O especialista também aponta uma aproximação da indústria têxtil com os mundos dos jogos e filmes. O game on-line Fortnite gerou US$ 180 milhões em um mês apenas com a venda de skins, enquanto o League of Legends convidou a Louis Vuitton para desenvolver avatares e até uma coleção inspirada na plataforma.
“Os consumidores mais velhos não se importam, mas os jovens estão completamente vendidos. Eles preferem gastar seu dinheiro comprando skins do que ir à loja comprar roupas. Será uma mudança geracional”, adiantou ele.
Pela visão de Evelyn Mora, fundadora da Helsinki Fashion Week, a migração da moda para o mundo digital ainda levará pelo menos uma década. “Há uma barreira linguística aqui. Leva muito tempo para criar um avatar, leva muito tempo para digitalizar algo bom”, defendeu.
Programas especiais
Enquanto a moda não se adapta à evolução dos gráficos, uma boa forma de tornar os desfiles relevantes é transformá-los em shows especiais. A fórmula, adotada pela Victoria’s Secret há 25 anos, ainda tem bons resultados, como mostrou o Savage x Fenty Show, de Rihanna. A iniciativa foi muito bem recebida pela crítica e pelos consumidores e virou um dos maiores sucessos da Amazon, canal de streaming na qual a exibição foi disponibilizada.
Na semana passada, Carine Roitfeld, ex-editora da Vogue Francesa, embarcou no formato e reuniu nomes como Kim Kardashian, Hailey Bieber, Olivier Rousteing, Virgil Abloh, Pierpaolo Piccioli, Silvia Fendi, Maria Grazia Chiuri, Simon Porte Jacquemus, Alessandra Ambrósio, Isabeli Fontana, Winnie Harlow e Karlie Kloss em um desfile virtual, no intuito de angariar fundos para pesquisas relacionadas ao coronavírus.
Embora o número de visualizações não tenha sido expressivo e a produção faça jus ao isolamento social, com modelos se autofilmando em suas salas e varandas, o especial foi ovacionado pelos amantes da moda, enfatizando o potencial da ferramenta.

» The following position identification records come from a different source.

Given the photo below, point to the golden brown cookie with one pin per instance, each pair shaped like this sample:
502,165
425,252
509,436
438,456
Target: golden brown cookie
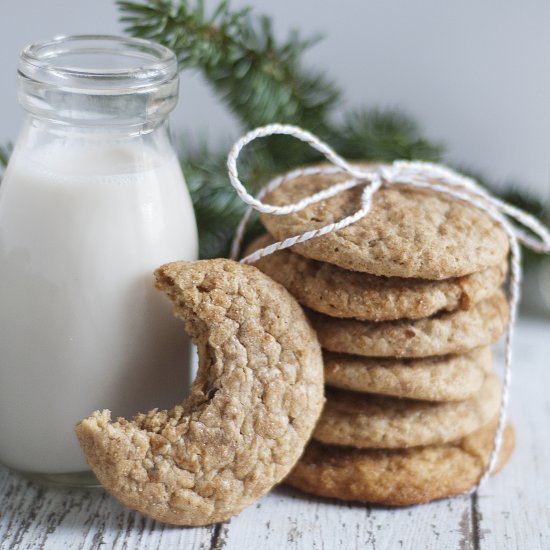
454,332
440,378
254,403
378,422
399,477
408,232
338,292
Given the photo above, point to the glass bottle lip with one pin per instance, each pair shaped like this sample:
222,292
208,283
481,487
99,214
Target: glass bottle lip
95,80
62,61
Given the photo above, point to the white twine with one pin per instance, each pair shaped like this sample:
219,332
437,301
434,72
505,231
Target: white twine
414,174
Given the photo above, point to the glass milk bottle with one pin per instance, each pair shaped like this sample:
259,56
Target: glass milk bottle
93,200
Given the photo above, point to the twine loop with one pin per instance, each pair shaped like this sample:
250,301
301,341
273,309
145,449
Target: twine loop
421,175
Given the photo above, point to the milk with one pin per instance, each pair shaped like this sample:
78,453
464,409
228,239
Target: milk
82,227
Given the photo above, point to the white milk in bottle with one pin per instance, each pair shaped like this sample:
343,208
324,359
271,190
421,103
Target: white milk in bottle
93,200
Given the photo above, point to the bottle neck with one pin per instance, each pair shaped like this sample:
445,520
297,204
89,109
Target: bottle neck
98,82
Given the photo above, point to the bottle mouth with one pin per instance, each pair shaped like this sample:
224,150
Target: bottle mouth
97,78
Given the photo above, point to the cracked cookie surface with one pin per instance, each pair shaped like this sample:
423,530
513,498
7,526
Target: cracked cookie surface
453,332
253,406
399,477
441,378
338,292
373,421
408,232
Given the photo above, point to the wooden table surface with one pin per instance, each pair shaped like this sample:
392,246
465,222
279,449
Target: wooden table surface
511,512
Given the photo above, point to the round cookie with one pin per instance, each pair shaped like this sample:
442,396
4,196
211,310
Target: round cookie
253,406
408,232
399,477
338,292
378,422
454,332
441,378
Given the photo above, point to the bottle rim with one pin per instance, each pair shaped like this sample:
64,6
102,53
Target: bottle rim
100,64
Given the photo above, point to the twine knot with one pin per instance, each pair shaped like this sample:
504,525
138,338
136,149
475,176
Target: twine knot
422,175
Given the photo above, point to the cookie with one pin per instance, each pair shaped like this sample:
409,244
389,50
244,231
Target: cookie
373,421
441,378
399,477
408,232
454,332
338,292
253,406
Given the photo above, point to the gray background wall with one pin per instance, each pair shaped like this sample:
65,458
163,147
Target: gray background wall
475,74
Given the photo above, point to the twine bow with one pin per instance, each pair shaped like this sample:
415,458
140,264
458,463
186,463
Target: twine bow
414,174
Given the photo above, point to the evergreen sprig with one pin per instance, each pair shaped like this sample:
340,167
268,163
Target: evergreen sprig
261,80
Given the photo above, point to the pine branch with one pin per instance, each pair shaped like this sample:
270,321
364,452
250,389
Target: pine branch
258,77
218,208
262,80
373,134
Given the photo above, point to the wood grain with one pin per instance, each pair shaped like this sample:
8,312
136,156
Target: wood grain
511,512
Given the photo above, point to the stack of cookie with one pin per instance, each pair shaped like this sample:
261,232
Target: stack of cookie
406,303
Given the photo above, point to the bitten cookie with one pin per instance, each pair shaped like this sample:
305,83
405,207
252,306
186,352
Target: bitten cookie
372,421
254,403
398,477
408,232
338,292
441,378
455,332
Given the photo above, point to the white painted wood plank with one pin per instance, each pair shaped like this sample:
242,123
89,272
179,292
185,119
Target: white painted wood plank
514,507
36,518
287,519
512,511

Para quem não quer ou pode arcar com uma tecnologia imersiva, o conceito é mais palpável.
As empresas que organizam de desfiles de moda estão se preparando para oferecer essa opção às casas. “As grifes se tornarão emissoras”, disse a produtora René Célestin à Vogue Business.
O próximo e incerto passo
Em meio a um futuro tão incerto, a única certeza que temos é que as marcas tradicionais devem fazer o que temeram por tanto tempo: experimentar. Erros e tentativas serão necessários até cada uma descobrir o novo formato que melhor se adéqua à sua realidade.

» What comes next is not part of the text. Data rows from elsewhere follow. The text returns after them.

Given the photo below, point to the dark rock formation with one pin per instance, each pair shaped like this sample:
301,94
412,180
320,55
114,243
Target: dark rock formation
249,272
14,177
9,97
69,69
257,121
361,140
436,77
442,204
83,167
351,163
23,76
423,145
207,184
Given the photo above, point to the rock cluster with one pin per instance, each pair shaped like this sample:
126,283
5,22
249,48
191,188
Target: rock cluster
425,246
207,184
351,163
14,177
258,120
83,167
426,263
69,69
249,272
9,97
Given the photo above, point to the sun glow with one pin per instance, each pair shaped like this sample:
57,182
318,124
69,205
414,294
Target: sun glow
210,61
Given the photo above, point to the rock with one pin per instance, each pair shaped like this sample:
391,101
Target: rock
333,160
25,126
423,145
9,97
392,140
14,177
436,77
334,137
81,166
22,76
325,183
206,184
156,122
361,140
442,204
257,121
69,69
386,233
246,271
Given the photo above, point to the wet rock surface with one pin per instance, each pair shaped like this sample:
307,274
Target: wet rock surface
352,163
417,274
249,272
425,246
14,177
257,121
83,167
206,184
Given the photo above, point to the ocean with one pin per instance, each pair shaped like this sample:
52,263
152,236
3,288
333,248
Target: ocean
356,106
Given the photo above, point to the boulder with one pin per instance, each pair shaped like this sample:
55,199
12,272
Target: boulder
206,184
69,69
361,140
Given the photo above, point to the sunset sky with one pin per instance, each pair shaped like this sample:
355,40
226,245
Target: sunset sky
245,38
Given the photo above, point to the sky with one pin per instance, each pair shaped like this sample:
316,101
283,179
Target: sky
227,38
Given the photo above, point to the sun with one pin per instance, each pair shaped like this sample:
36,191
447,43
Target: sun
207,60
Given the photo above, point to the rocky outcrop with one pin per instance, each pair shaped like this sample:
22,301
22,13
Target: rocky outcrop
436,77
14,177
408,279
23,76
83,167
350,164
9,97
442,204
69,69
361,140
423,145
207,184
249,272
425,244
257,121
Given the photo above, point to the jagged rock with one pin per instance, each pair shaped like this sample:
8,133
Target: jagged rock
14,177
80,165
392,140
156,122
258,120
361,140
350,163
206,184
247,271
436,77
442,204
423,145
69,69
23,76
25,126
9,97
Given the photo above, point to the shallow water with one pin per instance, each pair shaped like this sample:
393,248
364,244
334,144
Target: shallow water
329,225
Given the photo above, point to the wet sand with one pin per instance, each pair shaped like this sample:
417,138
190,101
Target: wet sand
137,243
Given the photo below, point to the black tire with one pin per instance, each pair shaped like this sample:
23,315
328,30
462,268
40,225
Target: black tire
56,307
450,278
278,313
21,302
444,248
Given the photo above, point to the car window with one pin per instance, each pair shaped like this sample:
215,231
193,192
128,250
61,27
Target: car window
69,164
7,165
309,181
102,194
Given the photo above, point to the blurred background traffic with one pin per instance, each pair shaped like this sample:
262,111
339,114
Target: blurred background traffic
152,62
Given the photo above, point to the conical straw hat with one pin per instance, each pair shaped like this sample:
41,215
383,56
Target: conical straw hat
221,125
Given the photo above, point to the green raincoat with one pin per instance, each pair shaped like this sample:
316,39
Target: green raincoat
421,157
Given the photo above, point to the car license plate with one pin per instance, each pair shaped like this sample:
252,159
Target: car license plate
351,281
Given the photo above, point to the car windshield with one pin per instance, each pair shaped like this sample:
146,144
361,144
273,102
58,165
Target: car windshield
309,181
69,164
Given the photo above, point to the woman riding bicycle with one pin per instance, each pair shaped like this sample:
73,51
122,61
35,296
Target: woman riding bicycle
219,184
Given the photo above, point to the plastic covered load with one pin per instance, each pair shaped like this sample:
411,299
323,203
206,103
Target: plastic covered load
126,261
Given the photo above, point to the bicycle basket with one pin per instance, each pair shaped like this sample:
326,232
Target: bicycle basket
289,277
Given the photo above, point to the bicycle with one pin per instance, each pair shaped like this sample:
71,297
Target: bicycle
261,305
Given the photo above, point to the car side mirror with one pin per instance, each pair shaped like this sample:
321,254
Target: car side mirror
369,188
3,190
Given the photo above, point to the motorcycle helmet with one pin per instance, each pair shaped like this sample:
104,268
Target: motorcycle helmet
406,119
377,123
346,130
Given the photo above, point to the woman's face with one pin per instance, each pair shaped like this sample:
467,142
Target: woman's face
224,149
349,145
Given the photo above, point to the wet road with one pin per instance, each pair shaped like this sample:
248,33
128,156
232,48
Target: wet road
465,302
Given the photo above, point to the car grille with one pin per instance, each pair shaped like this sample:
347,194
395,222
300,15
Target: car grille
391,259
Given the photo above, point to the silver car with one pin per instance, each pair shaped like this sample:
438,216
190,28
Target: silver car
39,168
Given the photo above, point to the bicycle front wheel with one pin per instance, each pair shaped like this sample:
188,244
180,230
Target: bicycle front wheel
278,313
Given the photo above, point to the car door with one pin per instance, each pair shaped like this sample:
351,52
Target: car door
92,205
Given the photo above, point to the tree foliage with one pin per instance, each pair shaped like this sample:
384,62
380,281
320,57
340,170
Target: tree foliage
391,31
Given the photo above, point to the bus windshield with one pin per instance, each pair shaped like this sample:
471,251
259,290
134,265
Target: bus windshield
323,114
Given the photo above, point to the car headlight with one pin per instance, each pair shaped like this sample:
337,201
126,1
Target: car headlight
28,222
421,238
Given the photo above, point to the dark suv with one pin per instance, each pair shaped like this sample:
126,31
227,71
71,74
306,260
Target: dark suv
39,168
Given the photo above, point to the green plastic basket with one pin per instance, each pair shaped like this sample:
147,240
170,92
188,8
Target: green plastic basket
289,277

Nos últimos anos, houve diversas tentativas de reinterpretar as apresentações de moda com ferramentas tecnológicas, mas o humor e o conceito acabaram suprimindo os detalhes reveladores e a essência material que são inerentes ao luxo. Cabe às etiquetas despertarem fora das semanas da moda o desejo que um desfile presencial gera.